The Pine River is a  river in the north-central Interior of British Columbia, Canada, rising in the Pine Pass in the Misinchinka Ranges on the north side of Azu Mountain and flowing northeast to join the Peace River.

Tributaries 
From source to mounth: Wolf Creek, Beaver Creek, Kathleen Creek, John Bennett Creek, Garbitt Creek, Callazon Creek, Link Creek, Silver Sands Creek, Mountain Creek, Cairns Creek, Lemoray Creek, Big Boulder Creek, Cleveland Creek, Fisher Creek, Beaudette Creek, Falling Creek, Willow Creek, Crassiar Creek, Fred Nelson Creek, Browns Creek, Fur Thief Creek, Rocket Creek, Ivorline Creek, Hasler Creek, Bowlder Creek, Commotion Creek, Young Creek, Stone Creek, Caron Creek, Bisette Creek, Wildmare Creek, Fernando Creek, Centurion Creek, Sukunka River, Stanley Creek, Wabi Creek, Murray River, Wallace Creek, Stewart Creek, Graveyard Creek, Windy Creek.

Hasler Creek 
To access the coal mine, a ferry operated across the Pine River in summer and an ice bridge existed in the winter.
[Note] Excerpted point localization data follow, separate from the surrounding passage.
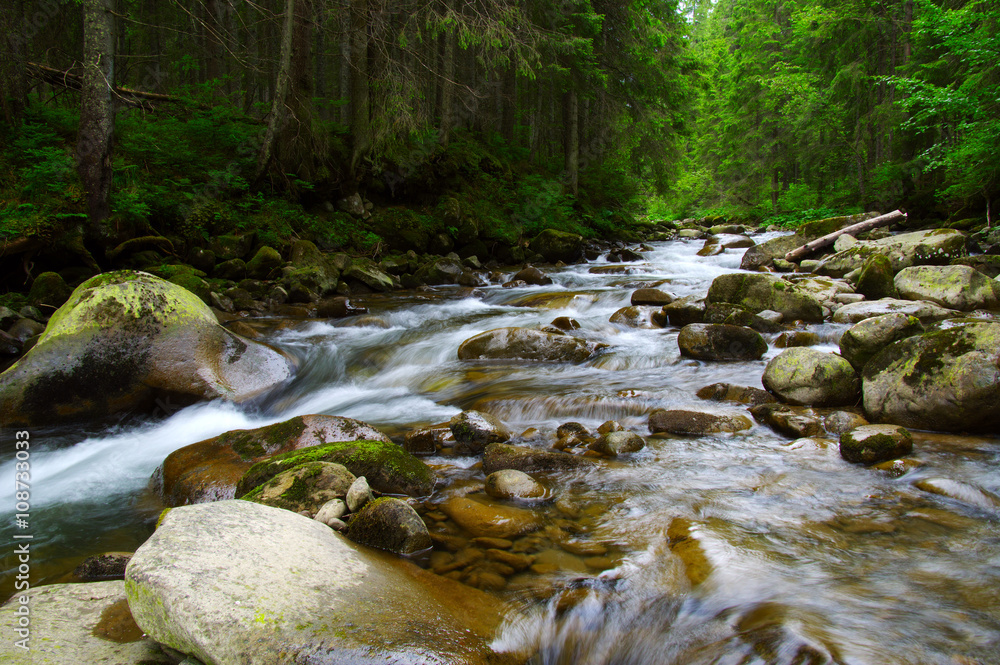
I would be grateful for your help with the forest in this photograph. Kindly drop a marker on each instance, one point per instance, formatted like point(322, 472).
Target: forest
point(370, 127)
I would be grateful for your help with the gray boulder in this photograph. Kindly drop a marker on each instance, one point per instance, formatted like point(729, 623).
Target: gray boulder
point(237, 582)
point(945, 380)
point(955, 287)
point(805, 376)
point(124, 338)
point(718, 341)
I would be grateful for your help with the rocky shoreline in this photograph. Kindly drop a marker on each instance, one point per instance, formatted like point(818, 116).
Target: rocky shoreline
point(923, 353)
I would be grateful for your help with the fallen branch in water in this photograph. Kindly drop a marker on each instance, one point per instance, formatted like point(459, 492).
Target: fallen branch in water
point(830, 238)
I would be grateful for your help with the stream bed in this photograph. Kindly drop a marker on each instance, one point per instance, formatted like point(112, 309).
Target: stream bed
point(729, 548)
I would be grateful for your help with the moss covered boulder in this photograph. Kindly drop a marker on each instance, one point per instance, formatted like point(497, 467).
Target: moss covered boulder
point(527, 344)
point(862, 341)
point(945, 380)
point(805, 376)
point(390, 524)
point(209, 470)
point(759, 292)
point(239, 582)
point(304, 488)
point(719, 341)
point(557, 246)
point(955, 287)
point(124, 339)
point(934, 247)
point(871, 444)
point(388, 468)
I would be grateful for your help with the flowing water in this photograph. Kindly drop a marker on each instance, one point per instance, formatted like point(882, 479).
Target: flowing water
point(730, 548)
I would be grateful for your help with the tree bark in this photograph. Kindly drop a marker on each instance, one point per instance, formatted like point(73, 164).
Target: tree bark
point(571, 112)
point(829, 239)
point(13, 84)
point(95, 143)
point(360, 116)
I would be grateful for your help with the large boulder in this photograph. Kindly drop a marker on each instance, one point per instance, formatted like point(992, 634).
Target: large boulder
point(75, 623)
point(955, 287)
point(557, 246)
point(388, 468)
point(946, 380)
point(210, 470)
point(806, 376)
point(934, 247)
point(862, 341)
point(122, 340)
point(760, 291)
point(719, 341)
point(526, 344)
point(237, 582)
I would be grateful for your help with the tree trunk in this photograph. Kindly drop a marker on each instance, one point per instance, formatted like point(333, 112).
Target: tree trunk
point(97, 111)
point(360, 116)
point(13, 50)
point(571, 127)
point(279, 109)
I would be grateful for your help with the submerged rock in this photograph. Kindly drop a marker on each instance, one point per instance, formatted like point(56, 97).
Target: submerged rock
point(526, 344)
point(271, 586)
point(389, 524)
point(871, 444)
point(806, 376)
point(718, 341)
point(122, 340)
point(945, 380)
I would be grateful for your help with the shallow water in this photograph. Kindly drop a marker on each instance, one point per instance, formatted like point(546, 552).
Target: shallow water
point(786, 553)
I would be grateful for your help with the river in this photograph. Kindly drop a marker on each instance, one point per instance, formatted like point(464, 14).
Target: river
point(807, 559)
Trucks hauled the coal to Dawson Creek. In December 1944, a bridge replaced the ferry at this second crossing of the Pine off BC Highway 97 (Hart Highway). Prior to the completion of the highway bridge at East Pine in 1947, trucking was limited to the winter months because the ferry at that point was unsuitable for loaded coal trucks.